Before the COVID-19 pandemic, 17% of US employees worked from home 5 days or more per week; by January 2022, this number had risen to 59%.

This significant shift from onsite to remote work shows a change in employee demand and a flexible response from companies to adapt to changed conditions.

Proactively managing and evaluating these changes in the company is an important management task. Given the talent shortage and improved gender equality, companies face the challenge of keeping pace with the changed expectations of potential applicants.

The shifted expectations of potential workers

Flexible working hours, health promotion and childcare offerings are just a few examples of the heightened expectations of younger generations toward companies.

For instance, Generation Z values personal development opportunities, well-being and the right core values most.

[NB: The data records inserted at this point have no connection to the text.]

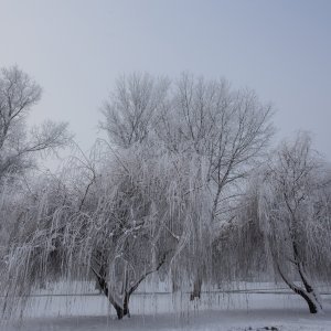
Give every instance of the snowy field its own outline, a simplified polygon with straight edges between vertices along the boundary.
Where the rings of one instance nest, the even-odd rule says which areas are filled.
[[[0,330],[331,330],[331,296],[322,297],[324,313],[312,316],[301,298],[281,288],[204,293],[199,303],[190,302],[189,295],[137,293],[130,302],[131,318],[118,321],[103,296],[40,296],[23,321],[2,321]]]

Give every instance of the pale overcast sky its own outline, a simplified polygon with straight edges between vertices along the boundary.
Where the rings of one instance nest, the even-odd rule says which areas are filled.
[[[0,66],[44,88],[30,122],[67,120],[84,149],[118,75],[190,71],[252,87],[331,160],[329,0],[0,0]]]

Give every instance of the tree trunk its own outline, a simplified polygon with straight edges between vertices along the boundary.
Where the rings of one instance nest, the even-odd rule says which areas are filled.
[[[119,320],[121,320],[124,317],[130,317],[130,311],[129,311],[129,300],[130,300],[130,296],[127,293],[125,296],[125,299],[124,299],[124,303],[122,303],[122,307],[119,307],[118,305],[113,305],[115,310],[116,310],[116,313],[117,313],[117,318]],[[111,303],[111,302],[110,302]]]
[[[193,282],[193,291],[191,292],[190,300],[200,299],[201,297],[201,287],[202,287],[202,277],[197,275]]]
[[[322,305],[319,302],[318,295],[312,289],[311,285],[308,282],[308,279],[302,270],[302,266],[298,265],[299,275],[301,277],[301,280],[303,282],[303,286],[306,290],[297,285],[295,285],[292,281],[290,281],[285,274],[281,271],[279,264],[277,263],[278,271],[282,280],[286,282],[286,285],[297,295],[299,295],[301,298],[303,298],[309,307],[310,313],[317,313],[322,310]]]

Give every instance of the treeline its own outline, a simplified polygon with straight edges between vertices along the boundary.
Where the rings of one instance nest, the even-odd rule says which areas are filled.
[[[276,275],[310,312],[331,275],[330,166],[307,134],[270,148],[273,108],[254,90],[182,74],[134,74],[104,104],[90,152],[56,173],[38,157],[70,148],[66,124],[28,130],[40,86],[0,75],[0,288],[10,314],[58,279],[95,280],[117,316],[152,273],[173,291]],[[278,275],[278,276],[277,276]]]

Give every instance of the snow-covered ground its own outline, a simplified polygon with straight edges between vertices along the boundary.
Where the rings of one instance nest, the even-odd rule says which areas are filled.
[[[259,286],[264,288],[270,291],[269,286]],[[186,293],[138,293],[131,298],[131,318],[122,321],[116,320],[103,296],[42,296],[32,300],[22,321],[2,321],[0,330],[331,331],[330,295],[323,296],[324,313],[312,316],[296,295],[252,289],[248,293],[204,293],[200,302],[190,302]]]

Companies that neglect the importance of diversity and supporting social causes could find attracting the best new hires challenging.

Corporate culture: The iceberg model

The iceberg model by Edward T. Hall uses the image of an iceberg to visualize how a corporate culture’s visible and hidden parts are interconnected.

His model builds on the groundwork of Sigmund Freud and Edgar H. Schein. The small upper part of the iceberg represents the task level, showing the apparent elements of a company, such as rules and standard work practices.

The larger, hidden part below the surface contains social values, feelings, basic assumptions and needs. It is known as the relationship level.

The iceberg model clarifies that work must be done on the surface and on the organization’s values and mindsets to successfully and sustainably establish changes. Professionally conducted change management can support you in this process sustainably.

Final thoughts: Corporate culture is a success factor

Corporate culture is becoming increasingly important. Every area can benefit from a positive corporate culture, from recruiting good employees to increasing profitability.

For these reasons, it is wise for a company to focus on a positive, open culture characterized by appreciation and respect. Companies with the best culture create a workplace that attracts and retains the best talent, fostering a productive and committed workforce.